Patie's joy is now complete, and the two lovers, their prospective union blessed by Sir William, fall into one another's arms; while the happiness of the shepherds and rustics is consummated when Sir William, restored to his possessions, announces his intention never more to leave them. To Symon and Glaud he assigns their mailings (farms) in perpetual feu, while Roger is made his chamberlain.
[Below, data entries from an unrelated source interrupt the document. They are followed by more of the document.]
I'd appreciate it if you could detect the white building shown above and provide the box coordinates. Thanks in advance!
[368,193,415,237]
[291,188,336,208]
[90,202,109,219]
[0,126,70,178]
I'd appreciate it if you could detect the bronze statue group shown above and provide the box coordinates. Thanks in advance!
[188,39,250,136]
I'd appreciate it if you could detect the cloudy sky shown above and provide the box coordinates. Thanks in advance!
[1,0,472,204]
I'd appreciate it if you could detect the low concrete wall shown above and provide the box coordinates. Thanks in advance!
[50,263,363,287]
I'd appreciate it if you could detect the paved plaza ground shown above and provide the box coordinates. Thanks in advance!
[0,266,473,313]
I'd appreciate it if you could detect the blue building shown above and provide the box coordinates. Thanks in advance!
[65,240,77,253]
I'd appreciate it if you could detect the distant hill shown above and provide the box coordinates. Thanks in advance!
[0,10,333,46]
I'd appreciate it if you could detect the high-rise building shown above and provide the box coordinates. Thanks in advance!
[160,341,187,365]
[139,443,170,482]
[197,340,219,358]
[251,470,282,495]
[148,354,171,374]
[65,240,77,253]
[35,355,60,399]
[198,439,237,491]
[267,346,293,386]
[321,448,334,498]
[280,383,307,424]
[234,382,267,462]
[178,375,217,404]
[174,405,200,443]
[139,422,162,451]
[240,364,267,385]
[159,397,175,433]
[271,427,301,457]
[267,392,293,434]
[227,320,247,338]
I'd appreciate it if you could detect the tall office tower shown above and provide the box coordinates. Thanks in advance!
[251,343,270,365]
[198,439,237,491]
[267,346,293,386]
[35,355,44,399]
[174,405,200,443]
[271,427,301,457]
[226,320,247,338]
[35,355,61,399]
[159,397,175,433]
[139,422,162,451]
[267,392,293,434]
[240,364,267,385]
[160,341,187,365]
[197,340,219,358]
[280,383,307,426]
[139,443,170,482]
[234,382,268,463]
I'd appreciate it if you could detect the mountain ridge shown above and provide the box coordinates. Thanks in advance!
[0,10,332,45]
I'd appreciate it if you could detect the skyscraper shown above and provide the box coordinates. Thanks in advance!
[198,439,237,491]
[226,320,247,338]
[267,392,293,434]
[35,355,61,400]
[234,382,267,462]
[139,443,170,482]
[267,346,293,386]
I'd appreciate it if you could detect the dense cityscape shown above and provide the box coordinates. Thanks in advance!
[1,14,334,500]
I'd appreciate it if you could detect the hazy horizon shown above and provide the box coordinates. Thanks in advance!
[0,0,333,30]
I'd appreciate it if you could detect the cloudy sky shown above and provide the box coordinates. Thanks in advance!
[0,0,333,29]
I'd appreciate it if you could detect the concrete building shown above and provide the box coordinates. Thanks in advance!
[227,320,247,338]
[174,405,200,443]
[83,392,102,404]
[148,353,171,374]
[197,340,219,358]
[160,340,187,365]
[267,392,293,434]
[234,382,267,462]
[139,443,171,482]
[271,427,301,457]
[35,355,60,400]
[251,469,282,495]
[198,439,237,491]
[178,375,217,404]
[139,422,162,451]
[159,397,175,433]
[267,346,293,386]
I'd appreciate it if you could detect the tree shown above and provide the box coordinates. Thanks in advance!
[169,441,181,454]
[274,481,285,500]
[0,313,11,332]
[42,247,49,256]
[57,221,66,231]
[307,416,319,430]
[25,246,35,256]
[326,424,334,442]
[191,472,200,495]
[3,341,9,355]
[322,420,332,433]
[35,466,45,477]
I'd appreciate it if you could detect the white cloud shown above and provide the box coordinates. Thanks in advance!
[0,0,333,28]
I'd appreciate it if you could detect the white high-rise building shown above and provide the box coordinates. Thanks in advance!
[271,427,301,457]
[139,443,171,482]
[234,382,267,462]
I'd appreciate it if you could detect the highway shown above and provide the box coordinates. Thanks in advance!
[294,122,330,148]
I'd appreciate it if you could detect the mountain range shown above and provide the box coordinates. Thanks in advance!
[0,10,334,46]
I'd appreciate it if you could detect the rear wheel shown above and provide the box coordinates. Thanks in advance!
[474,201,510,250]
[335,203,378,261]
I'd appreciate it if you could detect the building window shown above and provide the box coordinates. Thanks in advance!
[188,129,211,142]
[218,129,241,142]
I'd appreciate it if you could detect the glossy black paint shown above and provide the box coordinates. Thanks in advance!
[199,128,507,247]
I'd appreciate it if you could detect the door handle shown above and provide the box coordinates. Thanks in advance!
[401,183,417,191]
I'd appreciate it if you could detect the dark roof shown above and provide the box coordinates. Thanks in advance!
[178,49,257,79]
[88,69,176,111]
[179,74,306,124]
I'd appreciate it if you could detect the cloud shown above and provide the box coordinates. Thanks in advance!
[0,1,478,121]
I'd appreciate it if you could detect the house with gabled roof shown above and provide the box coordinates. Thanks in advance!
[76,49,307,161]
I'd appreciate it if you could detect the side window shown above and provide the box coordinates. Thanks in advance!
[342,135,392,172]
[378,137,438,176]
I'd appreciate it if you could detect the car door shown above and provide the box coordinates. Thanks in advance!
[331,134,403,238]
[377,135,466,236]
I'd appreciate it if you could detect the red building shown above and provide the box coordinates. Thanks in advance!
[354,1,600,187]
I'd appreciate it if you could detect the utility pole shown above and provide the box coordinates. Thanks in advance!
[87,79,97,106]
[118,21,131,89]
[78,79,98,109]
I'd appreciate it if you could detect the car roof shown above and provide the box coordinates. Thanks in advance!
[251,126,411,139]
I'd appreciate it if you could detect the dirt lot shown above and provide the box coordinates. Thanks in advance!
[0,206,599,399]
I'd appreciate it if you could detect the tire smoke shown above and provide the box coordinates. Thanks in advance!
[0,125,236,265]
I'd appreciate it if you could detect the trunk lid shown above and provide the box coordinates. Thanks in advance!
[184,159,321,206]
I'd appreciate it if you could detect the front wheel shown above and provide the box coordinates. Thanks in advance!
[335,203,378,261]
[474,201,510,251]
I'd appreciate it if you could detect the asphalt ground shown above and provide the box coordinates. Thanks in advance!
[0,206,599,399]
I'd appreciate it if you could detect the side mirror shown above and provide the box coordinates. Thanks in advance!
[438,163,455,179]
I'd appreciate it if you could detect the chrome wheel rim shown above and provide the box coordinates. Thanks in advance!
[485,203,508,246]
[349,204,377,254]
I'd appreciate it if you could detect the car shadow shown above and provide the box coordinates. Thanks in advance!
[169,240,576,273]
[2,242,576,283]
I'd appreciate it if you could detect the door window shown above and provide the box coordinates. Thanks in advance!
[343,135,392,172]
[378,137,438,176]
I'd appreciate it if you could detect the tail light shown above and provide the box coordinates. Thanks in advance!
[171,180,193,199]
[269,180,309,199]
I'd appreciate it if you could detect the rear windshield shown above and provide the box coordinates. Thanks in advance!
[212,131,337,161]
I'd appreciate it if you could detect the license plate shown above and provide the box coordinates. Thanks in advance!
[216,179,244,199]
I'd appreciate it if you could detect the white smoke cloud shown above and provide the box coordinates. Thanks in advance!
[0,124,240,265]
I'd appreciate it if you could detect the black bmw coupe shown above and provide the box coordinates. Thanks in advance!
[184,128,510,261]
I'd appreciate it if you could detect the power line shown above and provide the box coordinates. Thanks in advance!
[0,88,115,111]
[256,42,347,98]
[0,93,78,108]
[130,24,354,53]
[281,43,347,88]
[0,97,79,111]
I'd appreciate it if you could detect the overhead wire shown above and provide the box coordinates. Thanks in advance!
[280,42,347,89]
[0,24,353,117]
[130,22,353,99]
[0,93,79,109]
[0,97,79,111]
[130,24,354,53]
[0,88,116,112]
As the curtain then descends over general happiness, Sir William pronounces the usual moral admonition, without which no pastoral of the time was complete—
'My friends, I'm satisfied you'll all behave,
Each in his station as I'd wish and crave.
Be ever virtuous, soon or late ye'll find
Reward and satisfaction to your mind.
The maze of life sometimes looks dark and wild,
And oft when hopes are highest we're beguiled;
Oft when we stand on brinks of dark despair
Some happy turn with joy dispels our care.'
The relative proportions of the various characters have been preserved with rare skill, and the individuality of each is as firmly and clearly differentiated in a few rapid incisive strokes, as though he had expended pages of description on each, like Pope and Gay. Patie's cheery bonhomie and vivacious nature, his love of learning and his wise views of life and its duties, find an excellent foil in the slow, bashful, phlegmatic Roger, whose very 'blateness' denies him the bliss he covets in Jenny's love. Peggy is altogether charming,—a lovely, pure-souled, healthful, sport-loving maiden, with enough of her sex's foibles in her to leave her a very woman, yet with as few faults as it is possible for faulty human nature to be without. One of the most delightful heroines in pastoral poetry is Peggy. Jenny's prudish airs and affected dislike to the sterner sex are delicately yet incisively portrayed, while the staunch fidelity of Symon, the cheery chirpiness of Glaud, the bucolic ignorance and superstition of Bauldy, the cankered impatience of Madge—a spinster against her will, and the pathetic, age-worn weariness of Mause, are depicted with the assured hand of a master. Many of the lyrics interspersed throughout the pastoral are gems of rustic song; not high-class poetry, otherwise they would have been as out of place as would the Johnsonian minnows, talking, as Goldsmith said, like whales.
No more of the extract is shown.